The Subic Bay Freeport Zone (SBFZ) in Zambales used to be an American military base. Nowadays, it’s more popular as a tax- and duty-free zone where businesses, shopping malls and hotels/resorts have been established. It’s one of the few places which you could visit when you’re in need of a vacation and can’t afford to go somewhere too far.
A lot of people also flock to Subic Bay because you can score some items there that are cheaper than if you get them in Manila. Of course, this doesn’t hold true to all the items you get to see and/or are they always recommended. I remember how I used to hoard a lot of imported chocolates there, but have since learned that although I saved a few pesos, I always ended up with melted chocolate because of the country’s humidity. Seriously not a good idea.
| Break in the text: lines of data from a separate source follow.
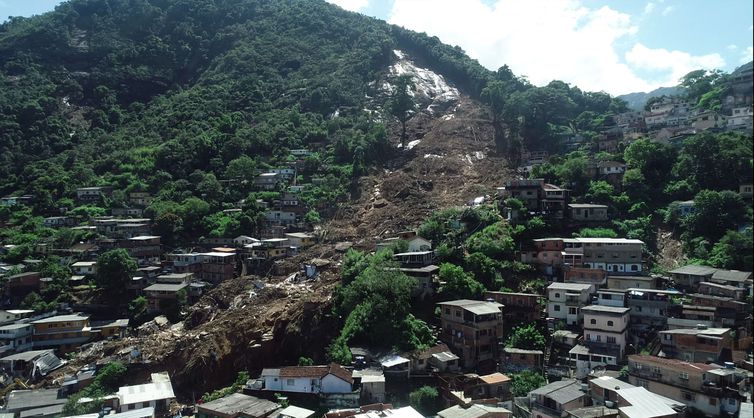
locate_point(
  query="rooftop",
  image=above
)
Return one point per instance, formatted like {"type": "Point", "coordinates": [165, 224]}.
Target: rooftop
{"type": "Point", "coordinates": [471, 411]}
{"type": "Point", "coordinates": [295, 412]}
{"type": "Point", "coordinates": [607, 382]}
{"type": "Point", "coordinates": [239, 403]}
{"type": "Point", "coordinates": [569, 286]}
{"type": "Point", "coordinates": [732, 275]}
{"type": "Point", "coordinates": [586, 206]}
{"type": "Point", "coordinates": [146, 392]}
{"type": "Point", "coordinates": [29, 399]}
{"type": "Point", "coordinates": [672, 363]}
{"type": "Point", "coordinates": [562, 392]}
{"type": "Point", "coordinates": [165, 287]}
{"type": "Point", "coordinates": [494, 378]}
{"type": "Point", "coordinates": [605, 309]}
{"type": "Point", "coordinates": [62, 318]}
{"type": "Point", "coordinates": [645, 404]}
{"type": "Point", "coordinates": [26, 355]}
{"type": "Point", "coordinates": [512, 350]}
{"type": "Point", "coordinates": [696, 331]}
{"type": "Point", "coordinates": [694, 270]}
{"type": "Point", "coordinates": [477, 307]}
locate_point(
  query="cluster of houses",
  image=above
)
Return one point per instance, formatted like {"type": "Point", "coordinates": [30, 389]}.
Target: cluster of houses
{"type": "Point", "coordinates": [148, 400]}
{"type": "Point", "coordinates": [554, 203]}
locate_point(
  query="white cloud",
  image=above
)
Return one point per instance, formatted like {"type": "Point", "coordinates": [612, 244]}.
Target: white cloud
{"type": "Point", "coordinates": [352, 5]}
{"type": "Point", "coordinates": [747, 55]}
{"type": "Point", "coordinates": [674, 64]}
{"type": "Point", "coordinates": [544, 40]}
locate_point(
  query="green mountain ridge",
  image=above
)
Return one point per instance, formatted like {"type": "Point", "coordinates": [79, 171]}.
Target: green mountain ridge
{"type": "Point", "coordinates": [147, 92]}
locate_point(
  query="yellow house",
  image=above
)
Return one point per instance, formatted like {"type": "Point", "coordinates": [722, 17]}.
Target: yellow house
{"type": "Point", "coordinates": [62, 332]}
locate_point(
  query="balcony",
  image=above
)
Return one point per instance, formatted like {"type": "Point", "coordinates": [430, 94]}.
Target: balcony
{"type": "Point", "coordinates": [574, 300]}
{"type": "Point", "coordinates": [603, 348]}
{"type": "Point", "coordinates": [546, 409]}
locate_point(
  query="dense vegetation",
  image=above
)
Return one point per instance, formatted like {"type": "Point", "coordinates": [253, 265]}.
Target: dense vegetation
{"type": "Point", "coordinates": [707, 168]}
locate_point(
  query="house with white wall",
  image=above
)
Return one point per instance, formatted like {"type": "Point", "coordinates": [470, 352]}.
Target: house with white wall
{"type": "Point", "coordinates": [307, 379]}
{"type": "Point", "coordinates": [565, 300]}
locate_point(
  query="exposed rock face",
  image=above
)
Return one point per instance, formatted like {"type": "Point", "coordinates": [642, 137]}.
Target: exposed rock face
{"type": "Point", "coordinates": [431, 91]}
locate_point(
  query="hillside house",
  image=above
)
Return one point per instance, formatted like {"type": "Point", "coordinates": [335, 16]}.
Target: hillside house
{"type": "Point", "coordinates": [425, 279]}
{"type": "Point", "coordinates": [694, 384]}
{"type": "Point", "coordinates": [438, 358]}
{"type": "Point", "coordinates": [92, 194]}
{"type": "Point", "coordinates": [566, 300]}
{"type": "Point", "coordinates": [715, 289]}
{"type": "Point", "coordinates": [742, 279]}
{"type": "Point", "coordinates": [64, 333]}
{"type": "Point", "coordinates": [700, 344]}
{"type": "Point", "coordinates": [611, 297]}
{"type": "Point", "coordinates": [140, 199]}
{"type": "Point", "coordinates": [157, 394]}
{"type": "Point", "coordinates": [415, 259]}
{"type": "Point", "coordinates": [688, 277]}
{"type": "Point", "coordinates": [475, 411]}
{"type": "Point", "coordinates": [473, 330]}
{"type": "Point", "coordinates": [146, 249]}
{"type": "Point", "coordinates": [650, 306]}
{"type": "Point", "coordinates": [280, 217]}
{"type": "Point", "coordinates": [8, 316]}
{"type": "Point", "coordinates": [631, 282]}
{"type": "Point", "coordinates": [217, 266]}
{"type": "Point", "coordinates": [728, 311]}
{"type": "Point", "coordinates": [185, 262]}
{"type": "Point", "coordinates": [741, 118]}
{"type": "Point", "coordinates": [553, 205]}
{"type": "Point", "coordinates": [604, 338]}
{"type": "Point", "coordinates": [746, 191]}
{"type": "Point", "coordinates": [159, 294]}
{"type": "Point", "coordinates": [517, 359]}
{"type": "Point", "coordinates": [708, 119]}
{"type": "Point", "coordinates": [372, 383]}
{"type": "Point", "coordinates": [267, 181]}
{"type": "Point", "coordinates": [517, 307]}
{"type": "Point", "coordinates": [587, 212]}
{"type": "Point", "coordinates": [84, 268]}
{"type": "Point", "coordinates": [331, 379]}
{"type": "Point", "coordinates": [58, 221]}
{"type": "Point", "coordinates": [552, 400]}
{"type": "Point", "coordinates": [530, 192]}
{"type": "Point", "coordinates": [300, 239]}
{"type": "Point", "coordinates": [596, 277]}
{"type": "Point", "coordinates": [237, 405]}
{"type": "Point", "coordinates": [31, 364]}
{"type": "Point", "coordinates": [15, 338]}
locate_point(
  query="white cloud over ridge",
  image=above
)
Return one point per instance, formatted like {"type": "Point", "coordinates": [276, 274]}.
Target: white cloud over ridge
{"type": "Point", "coordinates": [352, 5]}
{"type": "Point", "coordinates": [552, 39]}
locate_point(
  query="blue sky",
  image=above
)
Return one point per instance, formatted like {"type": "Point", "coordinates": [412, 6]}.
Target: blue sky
{"type": "Point", "coordinates": [615, 46]}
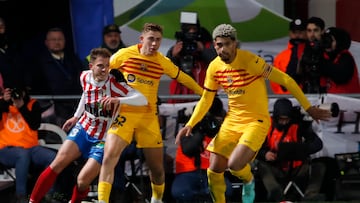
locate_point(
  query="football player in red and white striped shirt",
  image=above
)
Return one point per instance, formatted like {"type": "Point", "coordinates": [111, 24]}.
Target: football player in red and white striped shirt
{"type": "Point", "coordinates": [103, 92]}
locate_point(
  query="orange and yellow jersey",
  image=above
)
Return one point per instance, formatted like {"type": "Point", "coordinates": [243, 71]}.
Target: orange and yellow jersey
{"type": "Point", "coordinates": [243, 80]}
{"type": "Point", "coordinates": [143, 72]}
{"type": "Point", "coordinates": [14, 130]}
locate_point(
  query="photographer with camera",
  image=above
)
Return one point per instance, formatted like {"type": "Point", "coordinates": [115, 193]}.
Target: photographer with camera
{"type": "Point", "coordinates": [19, 147]}
{"type": "Point", "coordinates": [192, 52]}
{"type": "Point", "coordinates": [326, 65]}
{"type": "Point", "coordinates": [287, 126]}
{"type": "Point", "coordinates": [288, 59]}
{"type": "Point", "coordinates": [192, 158]}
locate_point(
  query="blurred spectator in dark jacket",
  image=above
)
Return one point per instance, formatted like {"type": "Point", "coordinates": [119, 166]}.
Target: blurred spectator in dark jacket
{"type": "Point", "coordinates": [339, 69]}
{"type": "Point", "coordinates": [288, 59]}
{"type": "Point", "coordinates": [274, 171]}
{"type": "Point", "coordinates": [56, 71]}
{"type": "Point", "coordinates": [192, 53]}
{"type": "Point", "coordinates": [111, 40]}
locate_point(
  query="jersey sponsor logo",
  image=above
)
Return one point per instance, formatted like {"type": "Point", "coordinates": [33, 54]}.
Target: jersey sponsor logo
{"type": "Point", "coordinates": [74, 131]}
{"type": "Point", "coordinates": [15, 123]}
{"type": "Point", "coordinates": [132, 78]}
{"type": "Point", "coordinates": [146, 82]}
{"type": "Point", "coordinates": [143, 67]}
{"type": "Point", "coordinates": [229, 79]}
{"type": "Point", "coordinates": [236, 92]}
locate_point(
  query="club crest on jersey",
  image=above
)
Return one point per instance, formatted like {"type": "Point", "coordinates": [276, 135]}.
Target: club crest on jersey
{"type": "Point", "coordinates": [143, 67]}
{"type": "Point", "coordinates": [131, 78]}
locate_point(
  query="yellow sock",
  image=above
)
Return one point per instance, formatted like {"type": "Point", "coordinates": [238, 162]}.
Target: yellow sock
{"type": "Point", "coordinates": [217, 186]}
{"type": "Point", "coordinates": [157, 191]}
{"type": "Point", "coordinates": [244, 174]}
{"type": "Point", "coordinates": [104, 189]}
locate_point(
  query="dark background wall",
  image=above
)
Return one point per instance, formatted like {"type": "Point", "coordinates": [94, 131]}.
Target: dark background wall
{"type": "Point", "coordinates": [27, 21]}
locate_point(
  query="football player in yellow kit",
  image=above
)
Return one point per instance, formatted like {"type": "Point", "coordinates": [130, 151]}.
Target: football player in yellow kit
{"type": "Point", "coordinates": [142, 66]}
{"type": "Point", "coordinates": [242, 75]}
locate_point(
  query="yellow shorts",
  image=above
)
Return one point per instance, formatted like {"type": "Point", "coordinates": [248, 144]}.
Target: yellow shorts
{"type": "Point", "coordinates": [144, 128]}
{"type": "Point", "coordinates": [251, 134]}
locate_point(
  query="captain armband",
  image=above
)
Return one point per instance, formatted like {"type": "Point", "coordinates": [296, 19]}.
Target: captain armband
{"type": "Point", "coordinates": [267, 69]}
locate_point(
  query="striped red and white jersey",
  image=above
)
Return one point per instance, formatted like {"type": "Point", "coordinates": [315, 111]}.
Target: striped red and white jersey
{"type": "Point", "coordinates": [96, 120]}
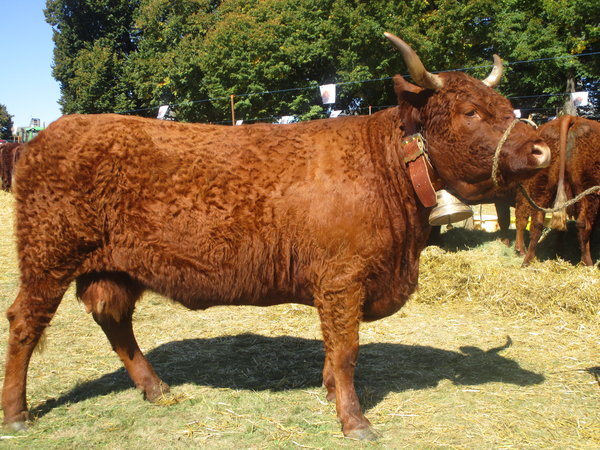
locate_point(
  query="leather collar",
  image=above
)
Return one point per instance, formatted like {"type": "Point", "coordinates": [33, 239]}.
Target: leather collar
{"type": "Point", "coordinates": [419, 169]}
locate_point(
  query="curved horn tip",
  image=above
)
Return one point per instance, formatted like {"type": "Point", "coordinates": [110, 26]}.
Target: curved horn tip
{"type": "Point", "coordinates": [417, 70]}
{"type": "Point", "coordinates": [493, 79]}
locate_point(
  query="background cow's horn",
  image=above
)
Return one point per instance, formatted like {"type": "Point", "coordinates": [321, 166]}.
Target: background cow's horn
{"type": "Point", "coordinates": [416, 68]}
{"type": "Point", "coordinates": [493, 78]}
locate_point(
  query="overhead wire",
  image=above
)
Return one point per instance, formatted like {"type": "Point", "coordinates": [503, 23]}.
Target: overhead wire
{"type": "Point", "coordinates": [342, 83]}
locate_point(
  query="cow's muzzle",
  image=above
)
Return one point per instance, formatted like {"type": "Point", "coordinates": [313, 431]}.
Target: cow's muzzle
{"type": "Point", "coordinates": [540, 151]}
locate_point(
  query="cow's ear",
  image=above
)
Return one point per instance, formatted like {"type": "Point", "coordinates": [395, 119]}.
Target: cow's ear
{"type": "Point", "coordinates": [410, 93]}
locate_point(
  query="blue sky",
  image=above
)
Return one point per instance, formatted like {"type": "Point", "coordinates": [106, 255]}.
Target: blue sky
{"type": "Point", "coordinates": [27, 88]}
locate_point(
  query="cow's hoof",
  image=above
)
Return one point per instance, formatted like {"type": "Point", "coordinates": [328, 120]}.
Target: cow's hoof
{"type": "Point", "coordinates": [363, 434]}
{"type": "Point", "coordinates": [159, 394]}
{"type": "Point", "coordinates": [16, 426]}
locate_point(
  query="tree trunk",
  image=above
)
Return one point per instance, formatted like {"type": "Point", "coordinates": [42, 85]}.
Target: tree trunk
{"type": "Point", "coordinates": [569, 107]}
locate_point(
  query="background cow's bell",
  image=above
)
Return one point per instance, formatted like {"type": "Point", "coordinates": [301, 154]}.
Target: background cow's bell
{"type": "Point", "coordinates": [448, 210]}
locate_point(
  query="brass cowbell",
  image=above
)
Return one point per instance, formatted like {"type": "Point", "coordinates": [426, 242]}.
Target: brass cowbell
{"type": "Point", "coordinates": [448, 210]}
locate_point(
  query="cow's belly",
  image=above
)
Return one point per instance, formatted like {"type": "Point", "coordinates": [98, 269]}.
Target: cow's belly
{"type": "Point", "coordinates": [200, 273]}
Aside from shopping and swimming, Subic Bay also has a number of restaurants which you could visit and enjoy a hearty meal. With a lot of Koreans taking residence in this part of the country over the past few years, it’s no wonder Korean restaurants are now everywhere. We dropped by one such place, Bulgogi House Korean Restaurant, for lunch during one of our afternoons there.
We started the meal when banchan was served: (clockwise from top left) squash, something which resembled kimchi pancakes, traditional kimchi, boiled peanuts with syrup, spinach with sesame oil, and eggplant slices.
The banchan also included this really hot pot of steamed egg. The adults and some of the kids in our group enjoyed eating this.
In Chinese, we have something very similar which we call tim neng. My grandmother used to prepare it all the time at home, and it does bring back so many good memories. Some people like it plain while others prefer to put other stuff in. Examples would be pork, dried scallops, dried shrimp, etc.
Chapchae / Japchae (approx. Php300+). People close to me know I really enjoy eating this noodle dish. I like it so much I make it at home sometimes.
We ordered two sets of grilled meats to enjoy: Beef and Pork. Our server assisted us with the cooking.
You may opt to wrap those grilled meat inside these vegetables along with some sauce, which were also served on the side. If not, then just eat them with rice!
We also ordered a serving of this soup with tofu, vegetables and a type of Korean fish. We requested for it to be served mild instead of spicy.
While deciding, we were told by our server that we might not like the Korean fish soup because a lot of Filipinos who ordered this told them that it tasted weird. We decided to continue with it and see what’s up.
So, did it really taste odd? Not at all! Most of us found this to be highly enjoyable. The soup was light, not too salty and did not leave a nasty aftertaste.
…Or maybe we found it good because our group consisted of mostly Chinese individuals. The similarities between Korean cuisine and Chinese cuisine could have been helpful. 🙂
With a full stomach, we were all ready to head out and do the things we wanted to do next. The kids went home to rest, while most of the adults decided to hit the outlet stores and see what bargains we could find.
Except for the strange number of flies buzzing around, Bulgogi House Korean Restaurant was a pretty good place to dine at. They serve decent food and prices weren’t too expensive, considering the amount of banchan you get along with your choice of meat.
As for the flies, it was peculiar because the place was air conditioned and with no open windows/doors. We saw that their staff were taking steps to try and control the situation, but weren’t completely successful in doing so. Although I’m not very sensitive when it comes to that (as I’ve dined in more unpleasant conditions and didn’t whine about them), I do hope this can be improved on so that their reputation as Interpark Hotel’s in-house restaurant won’t be negatively affected.
**Find yourself within the area? Bulgogi House Korean Restaurant is located at the Interpark Hotel, along Dewey Avenue in the Subic Bay Freeport Zone.